Young People Have Unanswered Questions About Abortion. Online Sex Ed Can...

Opinion | Policy and Government

Young People Have Unanswered Questions About Abortion. Online Sex Ed Can Help.

By Tamara Marzouk and Nora Gelperin     Sep 8, 2022

Young People Have Unanswered Questions About Abortion. Online Sex Ed Can Help.

The Supreme Court’s decision to overturn Roe v. Wade represents a low point in a series of low points for reproductive health and rights in this country.

Young people today have seen very few victories for education, reproductive rights and social justice in their lifetimes, and have instead lived through numerous attacks on their very selves. Sadly, this moment, though a crisis, is not new for them.

Youth activists have long been at the forefront of the movement for abortion rights, calling for intersectional, inclusive and equitable access. Disproportionately impacted by waiting periods and other existing abortion restrictions, young people have fought restriction after restriction through political action, protests, campaigns to end stigma and far more, even as politicians on both sides of the aisle ignored their efforts and dismissed their demands.

This is especially true after a year of unprecedented attacks on education—and sex education in particular, with state lawmakers and far-right extremists seeking to limit students’ access to information about their lives, their relationships and their bodies.

Just this year, politicians in Florida banned content and curriculum referencing LGBTQ+ lives and identities from classrooms, sparking copycat “Don’t Say Gay” legislation across the country. Extremist groups fueled and funded campaigns in Massachusetts urging parents to “opt out” of sex education, denying their children vital information about topics including puberty, healthy relationships, consent, self-advocacy and more. In New Jersey, Maryland and Pennsylvania, among other states, some conservative parent groups have called on officials to remove comprehensive sex ed from state guidelines, rallying against medically accurate, research-based, age-appropriate curriculum that provides students with the critical knowledge and skills to navigate interpersonal relationships and changing bodies.

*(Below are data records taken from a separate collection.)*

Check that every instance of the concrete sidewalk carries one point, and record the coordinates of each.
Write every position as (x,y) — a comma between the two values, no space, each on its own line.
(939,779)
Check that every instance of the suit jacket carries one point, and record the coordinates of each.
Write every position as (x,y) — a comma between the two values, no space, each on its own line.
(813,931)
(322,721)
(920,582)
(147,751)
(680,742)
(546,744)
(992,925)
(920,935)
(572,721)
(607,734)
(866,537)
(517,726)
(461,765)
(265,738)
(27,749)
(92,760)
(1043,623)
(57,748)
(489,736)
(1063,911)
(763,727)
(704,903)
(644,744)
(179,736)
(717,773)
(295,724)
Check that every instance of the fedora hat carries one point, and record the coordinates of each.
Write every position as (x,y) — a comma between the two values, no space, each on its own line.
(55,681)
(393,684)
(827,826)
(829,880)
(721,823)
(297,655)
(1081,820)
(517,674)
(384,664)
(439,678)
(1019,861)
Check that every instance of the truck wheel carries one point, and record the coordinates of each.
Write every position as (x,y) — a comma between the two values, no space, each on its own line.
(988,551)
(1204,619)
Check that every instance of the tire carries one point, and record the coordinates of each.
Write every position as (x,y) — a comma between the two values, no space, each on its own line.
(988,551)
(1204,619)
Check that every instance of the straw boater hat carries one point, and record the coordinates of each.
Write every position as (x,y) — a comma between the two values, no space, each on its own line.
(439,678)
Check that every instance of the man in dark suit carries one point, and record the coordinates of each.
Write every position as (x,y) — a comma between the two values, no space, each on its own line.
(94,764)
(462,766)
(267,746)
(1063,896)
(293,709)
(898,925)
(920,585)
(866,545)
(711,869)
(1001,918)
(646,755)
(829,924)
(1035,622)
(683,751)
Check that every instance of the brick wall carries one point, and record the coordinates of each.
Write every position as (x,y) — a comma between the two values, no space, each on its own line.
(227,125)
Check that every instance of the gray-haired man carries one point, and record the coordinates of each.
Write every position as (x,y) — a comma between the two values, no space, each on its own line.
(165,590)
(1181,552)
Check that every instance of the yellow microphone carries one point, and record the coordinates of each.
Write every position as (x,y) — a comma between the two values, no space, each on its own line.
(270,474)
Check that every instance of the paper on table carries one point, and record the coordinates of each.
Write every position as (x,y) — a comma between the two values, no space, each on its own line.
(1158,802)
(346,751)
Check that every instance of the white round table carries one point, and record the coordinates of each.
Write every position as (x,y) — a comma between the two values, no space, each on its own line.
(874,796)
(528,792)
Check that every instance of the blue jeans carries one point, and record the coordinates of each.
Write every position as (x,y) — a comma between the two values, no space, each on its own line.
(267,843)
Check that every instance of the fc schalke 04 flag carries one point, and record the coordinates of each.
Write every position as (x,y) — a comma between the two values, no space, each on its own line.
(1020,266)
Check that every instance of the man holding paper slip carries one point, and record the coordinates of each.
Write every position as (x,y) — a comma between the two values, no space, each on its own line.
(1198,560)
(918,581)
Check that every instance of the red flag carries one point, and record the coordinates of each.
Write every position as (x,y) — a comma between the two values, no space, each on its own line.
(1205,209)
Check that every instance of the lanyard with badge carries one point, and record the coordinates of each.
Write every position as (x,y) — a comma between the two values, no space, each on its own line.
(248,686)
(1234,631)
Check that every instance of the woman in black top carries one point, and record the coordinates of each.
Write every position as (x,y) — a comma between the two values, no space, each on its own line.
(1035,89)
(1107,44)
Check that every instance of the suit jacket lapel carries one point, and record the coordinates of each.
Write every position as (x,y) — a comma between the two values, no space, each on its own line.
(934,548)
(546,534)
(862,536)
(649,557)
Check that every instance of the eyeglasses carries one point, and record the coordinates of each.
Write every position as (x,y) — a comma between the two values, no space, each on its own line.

These attacks on comprehensive sex education have left young people largely devoid of the potentially life-saving knowledge and tools they need to make healthy decisions for themselves and their partners, now and into the future.

As experts on youth activism and sex education, we know that young people deserve better and will not settle for ignorance.

Some will find their way to powerful online networks of their peers committed to fighting bans, funding abortion, providing practical support to help people travel and educating themselves and their communities about abortion care. Youth organizers with nationwide networks like Youth Abortion Support Collective (YouthASC) have committed to becoming expert resources on abortion and to making sure folks in their communities understand all their options and have the support they need.

Young people are also organizing to stand up and speak out about the sex education they need and deserve, most recently in Miami-Dade, where they organized to pressure the school board to ensure the district offers science-based, research-backed sex education.

Others are turning to social media to fill in gaps when traditional forms of education are either disappearing or insufficient. These platforms, now part of our daily lives, have the power to reach young people where traditional education may fail. But too often, these platforms (think: TikTok, Instagram, Facebook) also allow misinformation, unsubstantiated advice from non-experts, and false claims about abortion to proliferate.

There is clearly still a crucial need for parents and caregivers; educators; and LGBTQ-affirming, medically accurate and culturally responsive curriculum in this equation. Though comprehensive sex education has been stripped from some brick-and-mortar classrooms, lesson plans and digital resources compiled by experts have migrated online.

Digital projects like AMAZE provide affirming, inclusive and accurate information that young people (and their parents) can access no matter where they live or what school they attend. With videos that discuss contraception, pregnancy options, safer sex, abortion, online safety, sexual harassment, healthy relationships and more, AMAZE provides a barrier against misinformation and navigates complex topics with age-appropriate animation and engaging narration.

Our organization Advocates for Youth also created the Rights, Respect, Responsibility (3Rs) curriculum for students in grades K-12, available for free in both English and Spanish. Designed to be taught in a classroom setting and to help educators meet the ever-evolving sexual health needs of students with age-appropriate and medically accurate lesson plans, the 3Rs can be downloaded by any educator who wants to provide high-quality sex education in their classroom.

After more than two years of pandemic learning, we know that online education and digital tools have revolutionized how young people learn and how educators teach. Now, in the face of unprecedented attacks on bodily autonomy and sex education, these tools are filling a gap that should never have existed and meeting young people where they are: online.

Young people are curious, resourceful and determined. They will always seek out answers to their own questions, and we should encourage them to do so. We can also work to ensure the information they find is the best, most accurate it can be, and that the tools they encounter online pave the way to successful, empowered and healthy futures.